Republican says he ‘fears for the future’ if Trump is not charged over Jan 6 riot

Adam Kinzinger said in an interview the former president should be charged with conspiracy over the insurrection

The Republican congressman Adam Kinzinger said in an interview on Sunday that he believes the Department of Justice “will do the right thing” and bring criminal charges against Donald Trump for his role in the attack on the US Capitol on January 6, 2021.

“I think he will be charged, and I frankly think he should be,” Kinzinger told CNN’s State of Union political talkshow on Sunday morning.

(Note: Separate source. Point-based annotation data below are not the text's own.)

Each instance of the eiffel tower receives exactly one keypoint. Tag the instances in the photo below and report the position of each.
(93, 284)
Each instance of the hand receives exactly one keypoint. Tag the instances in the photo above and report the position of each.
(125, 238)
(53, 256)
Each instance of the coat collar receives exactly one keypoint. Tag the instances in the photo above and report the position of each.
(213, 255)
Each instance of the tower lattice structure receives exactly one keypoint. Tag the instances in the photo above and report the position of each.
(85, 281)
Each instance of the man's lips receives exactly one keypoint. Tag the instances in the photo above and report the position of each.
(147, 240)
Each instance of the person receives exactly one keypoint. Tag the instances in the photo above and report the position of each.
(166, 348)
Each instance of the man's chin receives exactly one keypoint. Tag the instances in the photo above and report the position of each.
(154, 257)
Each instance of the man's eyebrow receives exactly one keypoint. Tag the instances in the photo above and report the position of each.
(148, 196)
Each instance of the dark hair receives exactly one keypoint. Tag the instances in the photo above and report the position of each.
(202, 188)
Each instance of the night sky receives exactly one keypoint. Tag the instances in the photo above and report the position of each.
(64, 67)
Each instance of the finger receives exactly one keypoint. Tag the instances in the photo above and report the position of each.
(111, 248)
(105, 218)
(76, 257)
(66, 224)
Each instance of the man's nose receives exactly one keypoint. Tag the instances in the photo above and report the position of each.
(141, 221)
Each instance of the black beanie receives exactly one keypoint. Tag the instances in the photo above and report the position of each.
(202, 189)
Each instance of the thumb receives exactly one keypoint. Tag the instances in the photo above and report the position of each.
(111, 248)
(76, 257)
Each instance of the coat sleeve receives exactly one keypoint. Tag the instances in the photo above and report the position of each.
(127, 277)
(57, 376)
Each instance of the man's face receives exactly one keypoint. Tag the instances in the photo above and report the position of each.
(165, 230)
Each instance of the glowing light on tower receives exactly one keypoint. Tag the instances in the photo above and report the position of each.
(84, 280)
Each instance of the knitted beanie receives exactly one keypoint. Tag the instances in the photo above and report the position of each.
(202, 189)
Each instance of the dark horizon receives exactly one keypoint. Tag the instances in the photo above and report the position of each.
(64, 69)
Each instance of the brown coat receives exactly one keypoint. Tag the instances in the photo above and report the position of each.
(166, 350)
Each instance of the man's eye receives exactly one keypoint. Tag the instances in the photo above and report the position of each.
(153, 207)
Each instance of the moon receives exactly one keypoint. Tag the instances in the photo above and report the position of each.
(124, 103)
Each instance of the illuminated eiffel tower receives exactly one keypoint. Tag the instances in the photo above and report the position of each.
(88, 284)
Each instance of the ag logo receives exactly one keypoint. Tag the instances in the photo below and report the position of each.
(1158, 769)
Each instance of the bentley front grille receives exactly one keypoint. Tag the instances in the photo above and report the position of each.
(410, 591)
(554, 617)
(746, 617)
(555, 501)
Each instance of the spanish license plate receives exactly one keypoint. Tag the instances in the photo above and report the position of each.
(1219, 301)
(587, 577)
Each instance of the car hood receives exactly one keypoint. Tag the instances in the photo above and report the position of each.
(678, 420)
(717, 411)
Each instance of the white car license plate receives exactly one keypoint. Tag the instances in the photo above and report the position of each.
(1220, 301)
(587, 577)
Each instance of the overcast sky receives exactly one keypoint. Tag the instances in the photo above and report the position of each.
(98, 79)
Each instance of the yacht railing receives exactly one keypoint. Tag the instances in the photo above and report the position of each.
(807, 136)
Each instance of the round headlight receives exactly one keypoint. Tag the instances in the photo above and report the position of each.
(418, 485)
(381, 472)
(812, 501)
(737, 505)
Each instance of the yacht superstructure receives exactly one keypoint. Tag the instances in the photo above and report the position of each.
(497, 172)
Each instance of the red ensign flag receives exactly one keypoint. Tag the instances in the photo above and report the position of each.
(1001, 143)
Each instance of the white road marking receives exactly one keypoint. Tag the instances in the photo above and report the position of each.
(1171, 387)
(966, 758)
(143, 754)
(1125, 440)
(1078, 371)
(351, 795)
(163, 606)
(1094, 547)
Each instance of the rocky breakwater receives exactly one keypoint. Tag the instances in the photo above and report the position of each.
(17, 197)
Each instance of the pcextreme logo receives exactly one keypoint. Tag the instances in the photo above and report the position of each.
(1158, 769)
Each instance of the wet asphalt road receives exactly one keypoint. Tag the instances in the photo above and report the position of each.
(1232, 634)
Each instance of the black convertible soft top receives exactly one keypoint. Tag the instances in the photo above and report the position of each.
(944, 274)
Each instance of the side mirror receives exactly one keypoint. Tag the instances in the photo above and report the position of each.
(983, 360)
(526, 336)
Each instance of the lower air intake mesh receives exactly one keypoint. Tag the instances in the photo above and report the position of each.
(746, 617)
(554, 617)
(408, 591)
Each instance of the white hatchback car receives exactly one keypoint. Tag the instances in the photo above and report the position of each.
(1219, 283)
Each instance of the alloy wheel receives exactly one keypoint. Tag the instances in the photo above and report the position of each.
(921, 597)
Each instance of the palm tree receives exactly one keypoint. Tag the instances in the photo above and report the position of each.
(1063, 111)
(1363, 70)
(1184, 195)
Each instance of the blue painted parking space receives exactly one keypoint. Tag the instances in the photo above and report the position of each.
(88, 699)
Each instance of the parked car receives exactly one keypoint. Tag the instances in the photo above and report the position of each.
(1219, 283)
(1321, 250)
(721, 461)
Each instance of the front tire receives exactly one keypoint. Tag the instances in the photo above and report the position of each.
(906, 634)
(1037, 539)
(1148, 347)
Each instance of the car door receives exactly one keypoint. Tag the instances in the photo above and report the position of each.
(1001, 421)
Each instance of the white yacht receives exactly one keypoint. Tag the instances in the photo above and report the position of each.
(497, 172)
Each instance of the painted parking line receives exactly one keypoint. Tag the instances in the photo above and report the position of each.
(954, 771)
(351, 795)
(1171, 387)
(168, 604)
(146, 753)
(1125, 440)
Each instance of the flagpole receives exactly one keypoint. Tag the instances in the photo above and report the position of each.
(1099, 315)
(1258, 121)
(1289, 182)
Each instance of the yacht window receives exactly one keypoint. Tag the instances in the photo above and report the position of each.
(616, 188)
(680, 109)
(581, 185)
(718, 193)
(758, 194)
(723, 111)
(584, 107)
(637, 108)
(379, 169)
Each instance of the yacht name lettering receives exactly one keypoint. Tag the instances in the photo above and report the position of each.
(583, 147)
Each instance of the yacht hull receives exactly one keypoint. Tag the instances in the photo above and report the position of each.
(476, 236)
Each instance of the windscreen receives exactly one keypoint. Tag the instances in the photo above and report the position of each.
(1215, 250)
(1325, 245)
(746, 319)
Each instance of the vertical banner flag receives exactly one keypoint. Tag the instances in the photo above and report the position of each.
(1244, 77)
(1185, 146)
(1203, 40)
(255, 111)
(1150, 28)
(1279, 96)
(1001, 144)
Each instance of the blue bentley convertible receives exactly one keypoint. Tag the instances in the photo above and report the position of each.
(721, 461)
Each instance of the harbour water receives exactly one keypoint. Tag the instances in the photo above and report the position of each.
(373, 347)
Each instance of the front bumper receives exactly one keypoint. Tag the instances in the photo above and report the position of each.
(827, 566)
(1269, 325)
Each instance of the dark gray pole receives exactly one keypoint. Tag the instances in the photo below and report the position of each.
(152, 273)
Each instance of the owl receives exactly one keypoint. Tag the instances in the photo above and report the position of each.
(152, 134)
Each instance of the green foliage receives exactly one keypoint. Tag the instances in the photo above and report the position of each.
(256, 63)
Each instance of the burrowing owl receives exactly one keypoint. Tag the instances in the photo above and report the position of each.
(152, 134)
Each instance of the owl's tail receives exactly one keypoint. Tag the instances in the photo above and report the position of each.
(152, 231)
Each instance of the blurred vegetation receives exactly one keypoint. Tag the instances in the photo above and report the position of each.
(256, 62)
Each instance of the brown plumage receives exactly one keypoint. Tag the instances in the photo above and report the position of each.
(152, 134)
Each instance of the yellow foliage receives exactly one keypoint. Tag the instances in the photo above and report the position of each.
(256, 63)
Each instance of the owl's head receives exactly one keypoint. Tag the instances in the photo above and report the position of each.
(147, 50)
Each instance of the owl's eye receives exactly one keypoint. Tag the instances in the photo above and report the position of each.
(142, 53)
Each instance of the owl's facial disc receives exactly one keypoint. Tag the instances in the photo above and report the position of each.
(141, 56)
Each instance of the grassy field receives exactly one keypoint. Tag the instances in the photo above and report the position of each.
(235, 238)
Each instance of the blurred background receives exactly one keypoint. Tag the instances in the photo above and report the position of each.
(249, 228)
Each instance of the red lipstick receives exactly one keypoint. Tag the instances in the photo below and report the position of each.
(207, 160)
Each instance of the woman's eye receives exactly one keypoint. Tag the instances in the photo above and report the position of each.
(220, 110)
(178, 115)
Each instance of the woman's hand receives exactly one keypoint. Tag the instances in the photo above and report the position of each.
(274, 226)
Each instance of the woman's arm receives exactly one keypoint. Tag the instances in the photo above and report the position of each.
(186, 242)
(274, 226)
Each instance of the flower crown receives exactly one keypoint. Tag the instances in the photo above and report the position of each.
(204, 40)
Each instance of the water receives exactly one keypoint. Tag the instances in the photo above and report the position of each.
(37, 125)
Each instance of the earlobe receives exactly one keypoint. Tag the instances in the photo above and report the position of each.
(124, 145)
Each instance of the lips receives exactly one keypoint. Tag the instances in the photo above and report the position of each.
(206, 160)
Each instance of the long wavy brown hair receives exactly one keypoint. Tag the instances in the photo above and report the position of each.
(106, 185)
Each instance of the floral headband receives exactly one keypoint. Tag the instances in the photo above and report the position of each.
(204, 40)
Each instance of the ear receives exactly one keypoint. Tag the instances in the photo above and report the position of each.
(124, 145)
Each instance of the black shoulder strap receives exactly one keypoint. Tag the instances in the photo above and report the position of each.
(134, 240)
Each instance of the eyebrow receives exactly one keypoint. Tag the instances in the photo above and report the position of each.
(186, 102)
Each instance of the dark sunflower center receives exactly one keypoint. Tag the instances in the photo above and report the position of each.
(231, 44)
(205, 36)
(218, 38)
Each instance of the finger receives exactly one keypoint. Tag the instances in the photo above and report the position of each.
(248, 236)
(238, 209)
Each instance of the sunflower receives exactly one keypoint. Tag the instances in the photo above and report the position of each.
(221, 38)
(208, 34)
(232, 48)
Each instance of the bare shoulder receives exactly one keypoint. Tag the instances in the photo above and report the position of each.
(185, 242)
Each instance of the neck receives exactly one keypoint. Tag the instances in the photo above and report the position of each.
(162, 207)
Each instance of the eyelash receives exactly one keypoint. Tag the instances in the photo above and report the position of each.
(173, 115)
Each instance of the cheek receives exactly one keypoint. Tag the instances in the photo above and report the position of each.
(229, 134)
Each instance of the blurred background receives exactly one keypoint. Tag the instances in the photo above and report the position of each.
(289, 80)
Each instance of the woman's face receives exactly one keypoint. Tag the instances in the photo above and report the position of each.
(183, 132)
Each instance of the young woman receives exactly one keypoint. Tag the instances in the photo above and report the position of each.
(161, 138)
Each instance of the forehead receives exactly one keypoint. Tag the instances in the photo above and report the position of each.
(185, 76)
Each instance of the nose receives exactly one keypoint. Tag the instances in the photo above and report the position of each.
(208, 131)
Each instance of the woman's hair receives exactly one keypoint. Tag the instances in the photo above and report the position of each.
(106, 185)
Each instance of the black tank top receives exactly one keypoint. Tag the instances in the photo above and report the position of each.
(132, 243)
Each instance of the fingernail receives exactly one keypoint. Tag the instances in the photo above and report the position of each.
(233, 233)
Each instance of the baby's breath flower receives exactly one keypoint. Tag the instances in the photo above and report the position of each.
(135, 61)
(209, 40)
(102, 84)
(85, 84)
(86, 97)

Rep. Adam Kinzinger (R-IL) thinks the DOJ will charge Trump, "I think the Justice Department will do the right thing. I think he will be charged. I frankly think he should be."

— Sarah Reese Jones (@PoliticusSarah) January 1, 2023

Last month, the House select committee investigating the attack, on which Kinzinger sits, voted to refer the former president to the justice department on charges of obstruction of an official proceeding, conspiracy to defraud the US, conspiracy to make a false statement and “incite”, “assist” or “aid or comfort” an insurrection.

The recommendations relate to the former US president’s role in encouraging the insurrection at the US Capitol in Washington DC as thousands of his extremist supporters sought to prevent the certification by Congress of Joe Biden’s victory over Trump in the 2020 presidential election.

“If he is not guilty of a crime, then I frankly fear for the future of this country because now every future president can say, ‘Hey, here’s the bar.’ And the bar is, do everything you can to stay in power,” Kinzinger said.

Kinzinger was one of two Republicans on the Democratic-led January 6 select committee, which wrapped up its investigation before the new Congress begins on Tuesday, when Republicans will assume the majority in the House following last November’s midterm elections.

Kinzinger led one of the committee’s sessions last June that focused on pressure allegedly placed on the justice department by Trump or his allies as he strove to persuade them to overturn his 2020 defeat by falsely claiming the election was blighted by widespread fraud.

He has represented Illinois in the House of Representatives since 2011 and was speaking following the last sessions held by the committee and on the eve of his departure from Congress.

Kinzinger also slammed Republican leaders for maintaining Trump’s influence on the US political landscape, by playing down the significance of the Capitol attack and Trump’s incitement of the riot, and often backing Trump’s lies about elections being rigged in favor of Democrats.

He blamed the House minority leader, Kevin McCarthy, who is currently battling to become the new speaker of the House, as the reason the former president remains such a force in politics.

“He is the reason Donald Trump is still a factor,” Kinzinger said. “He is the reason that some of the crazy elements of the House still exist.”

McCarthy, he said, had visited Trump at his Mar-a-Lago Florida residence shortly after the January 6 insurrection. That show of mutual support at a pivotal moment “resurrected” Trump’s relevance in politics, strengthening the right. In McCarthy making the trip, he said, Republicans went from not knowing what to do about Trump to “begrudgingly” defending him.

“Donald Trump should consider Kevin McCarthy his best friend because Donald Trump is alive today politically because of Kevin McCarthy,” Kinzinger added.

He noted that the then Senate majority leader, Mitch McConnell, and other Senate Republicans failed to convict Trump during his historic second impeachment for inciting insurrection.

“The Republican party is not the future of this country unless it corrects,” he said. “If you think of a successful America in 20 years, that’s not going to be an America based on what Marjorie Taylor Greene wants or … some of these radicals want,” he added, referring to the far-right Georgia congresswoman, who is sympathetic to the QAnon conspiracy theory, and her ilk.

As the 2024 presidential election gradually takes shape, Kinzinger said he was fearful for American democracy, given that “maybe a third of the country” believes the last election was stolen from Trump.

The congressman said it was not his intention to run for the Republican presidential nomination. But he conceded that it would be “fun” to run against Trump, who in November declared his 2024 candidacy.

“He stands up and just lies. He tells untruths. People love it because it’s entertaining but eventually people have a concern for their country. So, no, my intention is not to run in 2024. But it would be fun,” he said.